China's booming electric vehicle industry is fueling a lithium rush in the Tibetan plateau that risks damaging the troubled region's fragile ecology and deepening rights violations, according to new research.

China is the world's biggest EV market but largely relies on other countries to supply the lithium used in the batteries that power low-carbon vehicles.

That is set to change as Beijing begins to exploit vast deposits on the Tibetan plateau — around 85% of the country's total lithium reserves.

But this "white gold rush" has led to Chinese miners using "quick, cheap and dirty" extraction and processing techniques, according to the report by Turquoise Roof, a network of Tibetan researchers.

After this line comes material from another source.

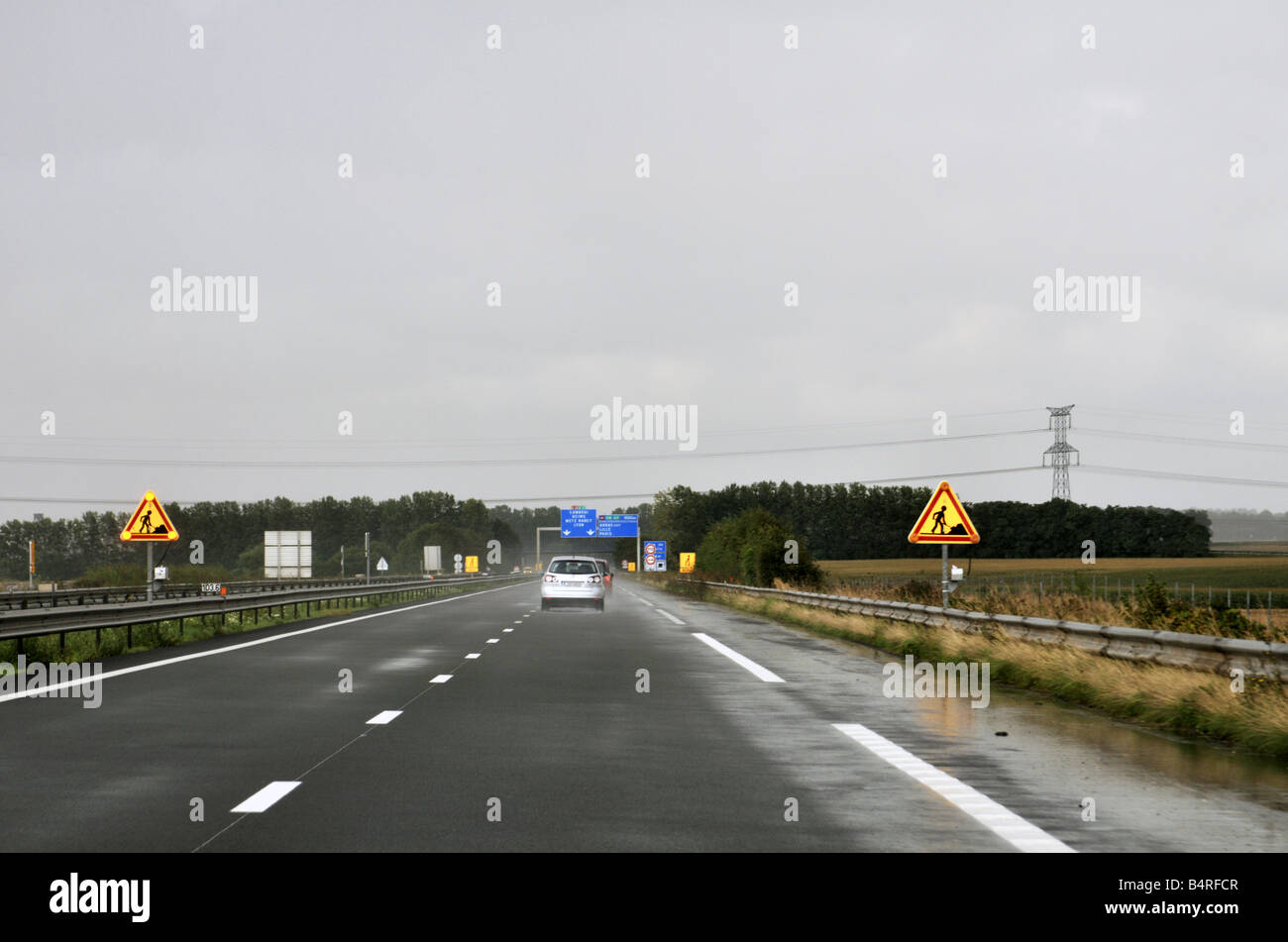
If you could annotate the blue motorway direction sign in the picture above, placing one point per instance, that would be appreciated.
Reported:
(618, 524)
(578, 521)
(655, 556)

The group used satellite data and public resources to chart the impact of lithium mining in culturally Tibetan areas and its links to carmakers, including Elon Musk's Tesla and its Chinese competitor BYD.

Those firms, it said, are "increasingly reliant on Tibet's lithium exploitation."

"Bigger, faster electric cars require larger capacity lithium batteries — which cannot be done without a hidden footprint in Tibet," it said.

Turquoise Roof said about 3.6 million tons of China's lithium lies in hard rock deposits in Tibet and the adjacent provinces of Sichuan and Qinghai.

Chinese miners risk creating "devastating" pollution in biodiverse regions particularly vulnerable to climate change, the report says.

It pointed to a mine in Sichuan whose activities reportedly killed thousands of fish in a local river and harmed grasslands home to Tibetan herders.

"Tibetans have no voice in this latest rush to riches ... there can be no informed local consideration of whether there should be extraction," it says.

In one example, the report cites a patch of land in a Tibetan autonomous county in Sichuan province found to have rich lithium deposits that sparked a bidding war between firms, eventually won by Chinese battery giant CATL.

But local Tibetans, it said, "were not informed that their hill pastures were being sold, let alone consulted in any way about the land being drilled beneath their feet."

Tibet has alternated over the centuries between independence and control by China, which says it has brought infrastructure and education since taking over the region in 1951.

But many exiled Tibetans accuse China's ruling Communist Party of repression, torture and eroding their culture, with rights groups and some Western governments backing their claims.

About a million Tibetan children have been separated from their families and put through "forced assimilation" at Chinese residential schools, U.N. experts have said.

Wednesday's report comes as China seeks to shore up domestic supplies of critical minerals in the face of fraying ties with Western exporters.

The European Union has also angered China by launching a probe into Beijing's subsidies for its homegrown EVs.